As modeling microphones lift barriers and usher in a new era for recording, the audio world still can’t get enough of tube condensers, it seems. This is the conclusion we reached while looking at our Top 5 studio microphones list for 2018. Honestly, we don’t see a problem with any of that. Being spoilt for choice in decent mics at pretty much every price range plays a huge part in democratising music making.
Granted, we did end up choosing some rather expensive ones, but we were looking for the kind of boundary-pushing innovation that doesn’t come cheap.
Antelope Audio Edge Quadro
Edge Quadro is a stereo/surround mic with two dual-membrane capsules and a rotating head. It delivers four channels for independent processing, allowing for stereo techniques like M/S, X/Y, Blumlein, and even 360-degree sound. Users can select a different emulation and polar pattern for each head. The upper head can be rotated noiselessly, Antelope claims, even while the microphone is actively recording.
Vanguard Audio V4
Built in Southern California, the mic is based on a 34mm edge-terminated, gold-sputtered 3-micrometer dual-capsule assembly which is tuned by hand and mounted in an open-weave headbasket. This is said to make for a natural sound with low internal reflections. The circuit is transformerless and designed to match the capsule’s performance, built with components sourced from German, Japanese, and US manufacturers. Critical signal and power path components are cryogenically treated, while the brass body is precision-machined, with polished nickel trim accents and a laser-engraved serial number. Definitely a class act! The V4 costs only USD 399, which is a lot less than we expected given its level of design and manufacture.
Slate Digital ML-2
The ML-2 is a small-diaphragm condenser modeling mic which emulates a large variety of microphones, including dynamic, ribbons, small and large diaphragm condensers – as many as 18. The ML-2, Slate claims, has an ultra-linear frequency response, along with a dynamics switch which attenuates the mic output and repolarizes its capsule. This will let you record high SPL sources like snare drums without the mic distorting in the way small diaphragm condensers can do. It should bring with it the convenience of using the ML-2 as a regular dynamic mic on drums, guitar cabinets, and other instruments or vocalists.
The Burg M1’s design comes from German condenser mic royalty Andreas Grosser, known for modding and restoring classic Neumann U 47 microphones in addition to his original work. The Burg M1 is also hand-built in Berlin by engineer Andrew Myburgh. The microphone uses a Thiersch M7 capsule. working with a Russian tube and custom Haufe transformer. It has adjustable polar patterns (cardioid and figure-8) and a sound its manufacturer describes as “very focused and detailed”. The mic is supposedly able to withstand very high sound pressure while managing low noise and high output. Circuit design is all new, so not another replica of a Neumann or AKG tube mic.
Built to original spec, the successor to the coveted U47 mic comes exactly as we know and love it – just new.
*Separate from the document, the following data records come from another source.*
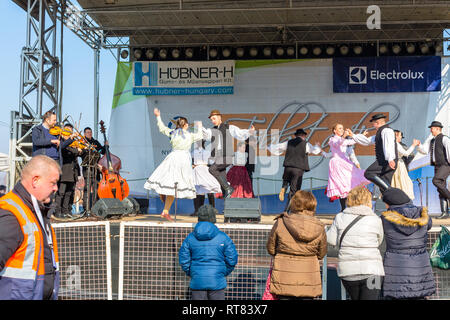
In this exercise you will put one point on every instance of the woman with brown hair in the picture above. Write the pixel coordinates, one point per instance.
(297, 242)
(175, 170)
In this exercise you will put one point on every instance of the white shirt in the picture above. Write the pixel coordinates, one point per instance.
(388, 138)
(424, 148)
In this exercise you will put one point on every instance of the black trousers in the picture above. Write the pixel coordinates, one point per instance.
(359, 290)
(440, 181)
(384, 172)
(208, 294)
(295, 178)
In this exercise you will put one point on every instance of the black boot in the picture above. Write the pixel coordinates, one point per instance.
(227, 189)
(383, 185)
(444, 209)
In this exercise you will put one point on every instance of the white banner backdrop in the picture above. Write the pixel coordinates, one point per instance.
(272, 95)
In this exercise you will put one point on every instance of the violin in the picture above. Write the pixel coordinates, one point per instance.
(112, 184)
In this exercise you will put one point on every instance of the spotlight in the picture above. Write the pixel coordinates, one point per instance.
(213, 53)
(290, 51)
(175, 53)
(424, 48)
(330, 51)
(189, 53)
(240, 52)
(163, 53)
(226, 52)
(304, 51)
(396, 49)
(343, 50)
(383, 49)
(357, 49)
(410, 48)
(317, 51)
(279, 51)
(137, 53)
(124, 54)
(149, 53)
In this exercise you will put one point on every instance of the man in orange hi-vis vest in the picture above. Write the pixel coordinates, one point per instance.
(29, 264)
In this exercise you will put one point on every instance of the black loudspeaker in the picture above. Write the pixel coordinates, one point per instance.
(132, 204)
(242, 210)
(105, 208)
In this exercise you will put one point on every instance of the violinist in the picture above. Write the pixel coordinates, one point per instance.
(69, 177)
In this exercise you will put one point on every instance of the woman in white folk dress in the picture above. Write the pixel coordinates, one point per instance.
(176, 167)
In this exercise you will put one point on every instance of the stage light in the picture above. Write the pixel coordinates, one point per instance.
(149, 53)
(383, 49)
(163, 53)
(343, 50)
(290, 51)
(279, 51)
(189, 53)
(226, 52)
(124, 54)
(396, 49)
(424, 48)
(213, 52)
(137, 53)
(410, 48)
(317, 51)
(357, 50)
(175, 53)
(304, 51)
(330, 51)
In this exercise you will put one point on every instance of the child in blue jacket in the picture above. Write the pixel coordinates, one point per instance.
(207, 255)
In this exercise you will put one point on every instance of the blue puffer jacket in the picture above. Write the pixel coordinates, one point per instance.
(207, 255)
(407, 265)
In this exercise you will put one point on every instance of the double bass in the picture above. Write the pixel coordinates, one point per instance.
(112, 184)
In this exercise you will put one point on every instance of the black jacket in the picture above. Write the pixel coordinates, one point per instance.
(11, 237)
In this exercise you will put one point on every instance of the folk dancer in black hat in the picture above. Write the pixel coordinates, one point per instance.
(438, 147)
(221, 137)
(381, 171)
(295, 162)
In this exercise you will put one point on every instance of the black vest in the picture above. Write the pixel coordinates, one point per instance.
(379, 152)
(296, 156)
(440, 154)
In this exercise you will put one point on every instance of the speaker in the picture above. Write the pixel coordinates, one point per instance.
(242, 210)
(132, 204)
(105, 208)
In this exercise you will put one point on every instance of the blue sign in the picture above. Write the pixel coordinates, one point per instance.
(387, 74)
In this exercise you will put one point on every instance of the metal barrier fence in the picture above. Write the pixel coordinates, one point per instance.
(148, 265)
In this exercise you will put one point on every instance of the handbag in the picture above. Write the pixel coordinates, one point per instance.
(440, 251)
(267, 295)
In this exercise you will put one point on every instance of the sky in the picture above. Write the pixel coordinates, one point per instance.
(78, 73)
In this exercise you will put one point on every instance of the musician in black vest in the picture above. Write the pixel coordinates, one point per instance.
(295, 162)
(381, 171)
(438, 148)
(222, 151)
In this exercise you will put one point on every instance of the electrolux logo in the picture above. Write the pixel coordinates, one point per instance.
(357, 75)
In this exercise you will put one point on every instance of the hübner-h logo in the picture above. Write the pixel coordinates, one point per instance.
(145, 74)
(357, 75)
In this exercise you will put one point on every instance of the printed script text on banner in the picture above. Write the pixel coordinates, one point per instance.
(387, 74)
(183, 77)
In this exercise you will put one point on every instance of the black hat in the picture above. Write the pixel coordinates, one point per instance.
(394, 196)
(207, 213)
(436, 124)
(300, 132)
(377, 116)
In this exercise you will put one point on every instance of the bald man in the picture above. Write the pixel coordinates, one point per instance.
(25, 228)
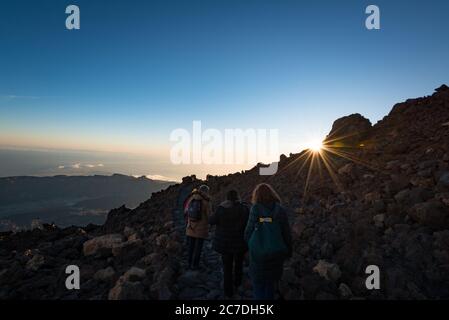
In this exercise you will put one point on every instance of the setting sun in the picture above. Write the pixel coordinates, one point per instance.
(315, 145)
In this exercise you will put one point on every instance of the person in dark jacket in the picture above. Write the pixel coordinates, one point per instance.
(230, 220)
(265, 277)
(197, 231)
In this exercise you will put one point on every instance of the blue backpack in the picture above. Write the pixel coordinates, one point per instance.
(194, 210)
(266, 242)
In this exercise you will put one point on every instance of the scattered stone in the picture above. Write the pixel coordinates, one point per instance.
(35, 262)
(104, 274)
(108, 241)
(329, 271)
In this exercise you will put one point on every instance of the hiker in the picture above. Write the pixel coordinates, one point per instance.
(197, 211)
(230, 219)
(269, 241)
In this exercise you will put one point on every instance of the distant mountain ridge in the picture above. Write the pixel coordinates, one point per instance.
(68, 200)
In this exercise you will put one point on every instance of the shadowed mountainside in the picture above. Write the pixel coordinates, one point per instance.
(374, 195)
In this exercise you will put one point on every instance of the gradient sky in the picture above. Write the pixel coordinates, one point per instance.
(139, 69)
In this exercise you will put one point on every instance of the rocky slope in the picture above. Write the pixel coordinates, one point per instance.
(376, 195)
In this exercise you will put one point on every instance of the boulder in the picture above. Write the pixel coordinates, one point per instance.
(91, 247)
(379, 220)
(134, 274)
(35, 262)
(329, 271)
(124, 290)
(432, 214)
(104, 274)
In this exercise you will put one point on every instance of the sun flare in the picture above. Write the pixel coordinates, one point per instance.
(315, 145)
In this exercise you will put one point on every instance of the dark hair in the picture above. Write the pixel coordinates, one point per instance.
(232, 195)
(264, 194)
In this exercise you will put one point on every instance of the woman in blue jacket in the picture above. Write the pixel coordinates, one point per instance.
(265, 273)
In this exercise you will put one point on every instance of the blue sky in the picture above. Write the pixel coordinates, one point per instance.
(139, 69)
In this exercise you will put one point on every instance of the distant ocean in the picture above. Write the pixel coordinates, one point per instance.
(20, 162)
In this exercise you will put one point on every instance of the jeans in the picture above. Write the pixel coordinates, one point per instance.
(263, 290)
(232, 272)
(195, 248)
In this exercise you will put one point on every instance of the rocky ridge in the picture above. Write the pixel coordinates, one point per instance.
(384, 201)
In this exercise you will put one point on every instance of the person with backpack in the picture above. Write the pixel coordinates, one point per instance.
(197, 211)
(269, 241)
(230, 220)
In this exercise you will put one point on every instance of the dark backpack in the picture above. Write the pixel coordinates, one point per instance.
(266, 242)
(194, 210)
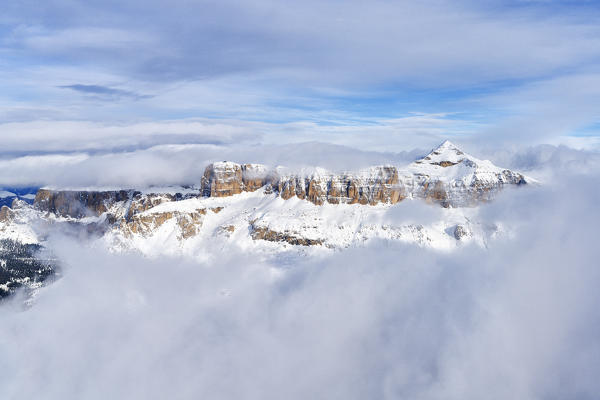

The microphone boasts three switchable polar patterns, all-tube circuitry, low cut switch, pad switch, and marks the return of the K 67 capsule which lies at the heart of the Neumann sound. The switchable low cut filter compensates for the proximity effect at short recording distances, while the microphone’s pre-attenuation gives it the ability to handle high sound pressure levels (SPL) of up to 124dB without distorting.